Let $F$ be a field and let $R = F[x,x^2y,x^3y^2,...,x^ny^{n-1},...]$ be a subring of the polynomial ring $F[x,y]$. Prove that the fields of fractions of $R$ and $F[x,y]$ are isomorphic.
I know that the field of fractions of the polynomial ring $K[X_1,X_2,...,X_n]$ over a field $K$ is the field of rational functions $\{\frac{f(X_1,X_2,...,X_n)}{g(X_1,X_2,...,X_n)} : f,g \in K[X_1,X_2,...,X_n] , g \neq 0\}$. But I'm not exactly sure how to write down an isomorphism between the fields of fractions of $R$ and $F[x,y]$ ; we're essentially to cook up an isomorphism between a ratio of functions in $R$ and a ratio of functions in $F[x,y]$. But $R$ is a subring of $F[x,y]$, so it doesn't even seem to me like such a map would be surjective.
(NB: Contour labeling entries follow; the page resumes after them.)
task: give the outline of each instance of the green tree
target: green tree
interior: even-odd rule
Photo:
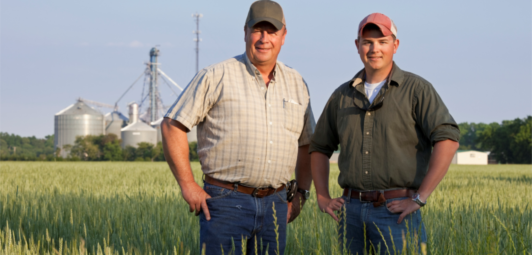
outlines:
[[[76,137],[74,145],[70,150],[72,156],[77,157],[84,160],[98,160],[102,156],[102,151],[95,141],[98,140],[98,135]]]
[[[484,123],[476,124],[463,122],[458,124],[460,129],[460,146],[459,150],[481,150],[481,143],[478,135],[487,126]]]
[[[138,158],[144,159],[145,161],[153,161],[153,144],[149,142],[142,142],[137,144],[137,151],[135,152],[137,160]]]
[[[137,149],[131,146],[127,146],[122,151],[123,160],[125,161],[135,161],[136,158]]]
[[[497,161],[502,164],[530,164],[532,163],[532,149],[528,128],[532,116],[503,121],[499,124],[493,123],[479,134],[478,141],[482,148],[492,152]]]
[[[188,143],[188,160],[190,161],[200,161],[198,156],[198,142],[190,142]]]
[[[159,142],[155,148],[153,148],[152,161],[166,161],[164,159],[164,154],[163,151],[163,143]]]
[[[119,140],[116,140],[104,145],[103,159],[104,160],[122,161],[122,147]]]

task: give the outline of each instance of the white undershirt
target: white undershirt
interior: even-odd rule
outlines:
[[[368,99],[369,99],[369,103],[371,104],[373,103],[373,99],[375,99],[375,97],[377,96],[377,94],[379,94],[379,91],[380,90],[380,88],[383,87],[383,86],[386,83],[386,80],[385,80],[378,83],[370,84],[368,82],[364,82],[364,89],[365,90],[366,96],[368,96]]]

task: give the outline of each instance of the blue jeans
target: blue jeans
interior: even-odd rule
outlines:
[[[358,253],[361,255],[364,254],[364,249],[370,254],[370,247],[372,246],[374,249],[372,249],[376,250],[379,244],[380,244],[381,254],[388,254],[388,251],[392,255],[395,252],[401,254],[403,250],[403,233],[407,241],[407,248],[409,248],[409,244],[417,244],[419,249],[421,242],[427,242],[427,234],[419,210],[405,217],[401,224],[398,224],[397,222],[401,212],[392,212],[386,205],[394,200],[410,198],[387,199],[386,203],[377,207],[374,207],[373,203],[361,202],[359,199],[350,199],[345,196],[342,198],[345,201],[342,208],[345,215],[339,214],[339,241],[343,245],[343,227],[345,226],[346,248],[351,254]]]
[[[211,197],[207,199],[211,220],[200,214],[200,245],[205,245],[205,254],[258,254],[285,252],[286,244],[286,191],[263,198],[224,189],[205,183],[203,189]],[[278,242],[275,233],[272,205],[275,204]],[[246,246],[242,252],[243,243]],[[203,249],[202,248],[201,249]]]

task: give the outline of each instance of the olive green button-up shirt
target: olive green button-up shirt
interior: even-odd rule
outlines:
[[[363,69],[332,93],[309,152],[330,157],[339,144],[338,182],[343,188],[417,189],[428,169],[432,146],[447,139],[458,141],[458,125],[432,84],[395,62],[371,104],[364,89],[365,76]],[[383,96],[381,108],[359,108],[377,105]]]

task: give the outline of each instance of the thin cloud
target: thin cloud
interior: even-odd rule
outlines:
[[[143,47],[144,46],[144,45],[143,44],[142,42],[140,42],[140,41],[137,40],[135,40],[130,42],[129,44],[128,45],[131,48],[137,48],[139,47]]]
[[[107,44],[108,46],[124,46],[123,42],[109,42]]]

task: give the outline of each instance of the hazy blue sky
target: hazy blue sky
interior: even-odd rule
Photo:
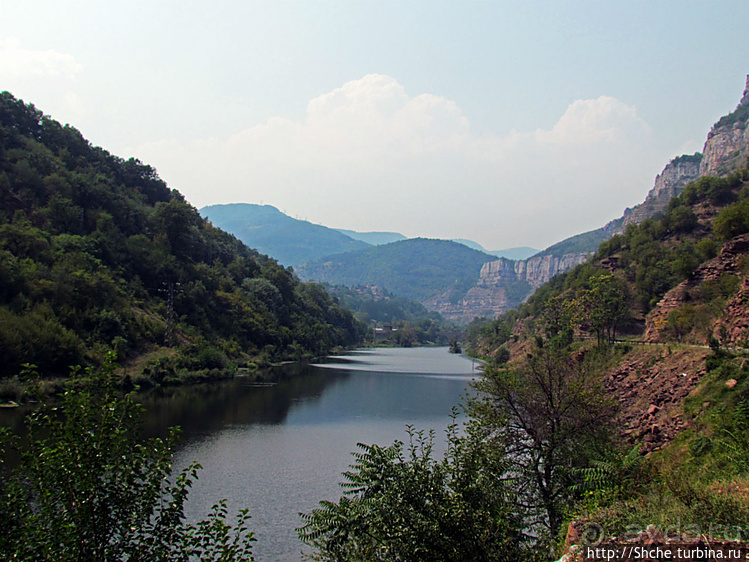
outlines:
[[[0,89],[197,207],[540,248],[702,149],[747,22],[746,0],[0,0]]]

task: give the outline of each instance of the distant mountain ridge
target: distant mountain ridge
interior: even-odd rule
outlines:
[[[382,244],[390,244],[391,242],[406,240],[406,237],[399,232],[357,232],[355,230],[346,230],[344,228],[336,228],[336,230],[341,234],[345,234],[349,238],[366,242],[372,246],[381,246]]]
[[[209,205],[200,209],[200,214],[286,266],[297,267],[330,254],[370,246],[335,229],[294,219],[271,205]]]
[[[542,255],[561,256],[570,252],[593,253],[598,245],[624,232],[629,224],[639,224],[665,211],[669,201],[691,182],[704,176],[724,176],[747,162],[749,157],[749,76],[739,104],[721,117],[707,134],[702,152],[673,158],[655,178],[645,201],[624,210],[605,226],[572,236],[549,246]]]
[[[494,256],[457,242],[410,238],[328,256],[301,266],[302,279],[346,285],[375,285],[421,303],[457,301]]]

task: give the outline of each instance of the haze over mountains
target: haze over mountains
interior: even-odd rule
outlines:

Any ideas would be appreciated.
Thanks!
Clearly the field of fractions of $R$ is contained in the field of fractions $F(x, y)$ of $F[x, y]$. So it remains to show that they are equal. Note that it is enough to show that $y$ is in the fraction field of $R$, as any subfield of $F(x, y)$ that contains $F$, $x$ and $y$ is necessarily equal (not just isomorphic) to $F(x, y)$, and $R$, and therefore its field of fractions, already contains $F$ and $x$.
Now since $x^2$ and $x^2y$ are both in $R$, we must have that $\frac{x^2y}{x^2} = y$ is in the fraction field of $R$ as well. This finishes the proof.